In folk lore Pookas are variously described as a huge eagle, a beautiful but wildly destructive horse or looking like the more tradition concept of a bogeyman. Hens will stop laying eggs around them, and likewise cows will stop producing milk. Real horses will rear up at the sight of them and even the bravest dog will run for cover when a Pooka disguised or not shows up.
Like many of their compatriots these creatures like nothing more than a bit of aimless mischief. They like dunking unwary, late night travelers into lakes and streams, vandalizing homes and lawns, and ‘borrowing’ individuals from their homes to go on late night excursions.
A selkie is a woman or man who’s human on dry land but can turn into a seal in the sea. The stories usually revolve around their human lover’s plots to keep them from returning to their ocean home.
Another of this line is the leprechaun. Cereal commercials notwithstanding, these small creatures look more like crotchety, old men than cute cartoon characters. Leprechauns have full pockets and even pots of gold made ‘off the folly of mankind’. Trying to steal those riches away from this little being might prove more problematic than it’s worth. Some legends have them using only clever trickery to win back their ‘pot o’gold’ while other legends hint the little fellows are willing to employ far more dire measures to stay wealthy.
The Banshee’s reputation has nothing to do with charm or being a good conversationalist. She is a female spirit who warns of imminent death. In Ireland the ‘Bean Si’, a ghostly woman with long, flowing hair haunts certain families appearing either just before the death of a family member or prior to some other calamity.
They’re famous for giving out a bone-chilling, keening wail. Grown men have been driven to their knees at the horrible sound of this grim, weeping howl not only due to the other worldly quality of their voices, but from the sudden uncertainty of fate such a presence foreshadows.
If any story breathed terror into this writers husband’s childhood, it was Rawhead and Blood-Bones. No, really there is such a legend. As Clayton heard the story, Rawhead and Bloody Bones was a sea-faring, murder victim with a mysterious but decisive dislike for children. Rawhead might take the form of a dog, but he’s more frequently described looking much like a modern day movie monster. Covered with burns, his long fangs and sharp claws make him one of the scariest things to imagine being under the bed ever conceived. If this wasn’t enough to cause even the bravest six-year-old to need a night light, Rawhead likes to lure children to lakes and streams to pull them under. If his bait tactic didn’t work, he lurks under sinks to pull unwitting children into the drain. It goes without saying being a plumber was never on Clayton’s desired job list.

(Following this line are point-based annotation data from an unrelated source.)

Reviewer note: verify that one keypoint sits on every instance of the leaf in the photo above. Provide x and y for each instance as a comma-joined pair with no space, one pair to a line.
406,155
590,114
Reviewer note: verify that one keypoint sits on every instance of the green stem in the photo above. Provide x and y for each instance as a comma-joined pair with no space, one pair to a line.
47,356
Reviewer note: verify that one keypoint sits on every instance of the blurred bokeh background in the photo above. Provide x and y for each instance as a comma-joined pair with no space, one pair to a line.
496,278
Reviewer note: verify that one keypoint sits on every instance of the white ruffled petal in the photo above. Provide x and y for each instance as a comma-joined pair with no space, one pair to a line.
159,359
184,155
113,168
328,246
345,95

For more information on myths and fairies of Ireland you can try Wikipedia.org, leprecon.tribe.net, irelandseye.com, and essortment.com if you can’t get to the Emerald Island to hear the traditions in person. Barring that, on good authority, the next best spot is to be a kindergartner sitting on a front porch drinking lemonade and listening to an old woman’s drawling voice while a hot summer’s day reluctantly gives way to dusk.